Harp Heating broadened this service into an internal refurbishment product for the GLC.
Michael Rayfield was joint MD with Geoffrey Granter of Harp heating before the group changed its name.
After Jeffrey Adams joined the company in 1981, becoming its joint owner with Granter, the company changed its name to United House and expanded into housebuilding and housing refurbishment. In the 1990s, the company won business under the Private Finance Initiative linked to the Decent Homes Programme.
A development division named Modern City Living was established in 1990.
In 2008, Modern City Living was rebranded United House Developments.

Granter retired from the business in 2008 and Steven Halbert joined the board as chairman. Lloyds Development Capital (LDC) invested a minority stake and RBS provided bank loans to fund further expansion in inner city private housebuilding.

===Merged company===
On 16 September 2014, a restructuring of United House Group was announced. United House's construction business (United House Ltd) merged with Bullock Construction, which was also owned by LDC. The new construction company was called United Living Group, and Bullock's CEO Ian Burnett become the Group Chief Executive.
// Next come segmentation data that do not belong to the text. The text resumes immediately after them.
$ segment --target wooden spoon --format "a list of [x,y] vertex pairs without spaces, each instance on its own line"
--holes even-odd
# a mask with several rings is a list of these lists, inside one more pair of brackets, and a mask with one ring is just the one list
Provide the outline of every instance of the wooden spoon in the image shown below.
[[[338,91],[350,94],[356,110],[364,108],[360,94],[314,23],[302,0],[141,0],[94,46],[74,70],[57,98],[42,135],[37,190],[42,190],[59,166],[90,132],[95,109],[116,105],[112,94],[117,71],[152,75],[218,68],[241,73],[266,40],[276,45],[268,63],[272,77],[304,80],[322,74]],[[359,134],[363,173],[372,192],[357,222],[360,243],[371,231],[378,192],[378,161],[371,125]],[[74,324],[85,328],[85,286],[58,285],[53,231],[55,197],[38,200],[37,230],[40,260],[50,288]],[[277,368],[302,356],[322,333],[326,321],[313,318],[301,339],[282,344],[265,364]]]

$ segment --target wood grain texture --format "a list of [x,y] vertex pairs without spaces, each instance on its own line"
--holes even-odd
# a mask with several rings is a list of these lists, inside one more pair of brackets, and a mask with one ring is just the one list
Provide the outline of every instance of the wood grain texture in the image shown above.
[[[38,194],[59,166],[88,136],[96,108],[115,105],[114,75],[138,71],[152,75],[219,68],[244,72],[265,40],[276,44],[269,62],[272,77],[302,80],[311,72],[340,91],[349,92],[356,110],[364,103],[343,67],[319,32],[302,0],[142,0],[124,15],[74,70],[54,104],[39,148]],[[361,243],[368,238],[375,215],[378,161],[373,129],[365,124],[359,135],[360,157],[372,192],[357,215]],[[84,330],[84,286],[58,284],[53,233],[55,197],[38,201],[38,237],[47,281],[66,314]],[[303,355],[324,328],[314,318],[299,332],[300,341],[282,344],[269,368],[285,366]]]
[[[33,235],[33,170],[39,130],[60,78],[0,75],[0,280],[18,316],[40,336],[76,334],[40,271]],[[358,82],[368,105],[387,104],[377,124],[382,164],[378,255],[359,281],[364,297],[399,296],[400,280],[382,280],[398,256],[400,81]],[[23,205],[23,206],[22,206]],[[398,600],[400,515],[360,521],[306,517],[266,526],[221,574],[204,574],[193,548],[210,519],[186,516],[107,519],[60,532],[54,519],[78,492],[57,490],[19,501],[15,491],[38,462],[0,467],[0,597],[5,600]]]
Later in 2014, United House Developments, headed by Adams as chairman and Rick de Blaby as CEO, became a separate development company, based in London.

The new brand United Living Group was launched on 1 April 2015.

=== Acquisition by Fastflow Group ===
In 2019, United Living was acquired by Fastflow Group bringing together their construction, utilities and property maintenance businesses. Fastflow Group CEO, Neil Armstrong becoming CEO and chairman of the new group. In January 2023, the business reported pre-tax losses of around £21m for the second year running, on revenue of £437m.

=== Acquisition of Wood’s UK Transmission & Distribution business ===
In December 2025, it was announced United Infrastructure had agreed to acquire John Wood Group’s UK Transmission & Distribution business for £57.5 million. The purchase would add engineering and installation capabilities in overhead line and underground cable projects to the company’s existing infrastructure portfolio.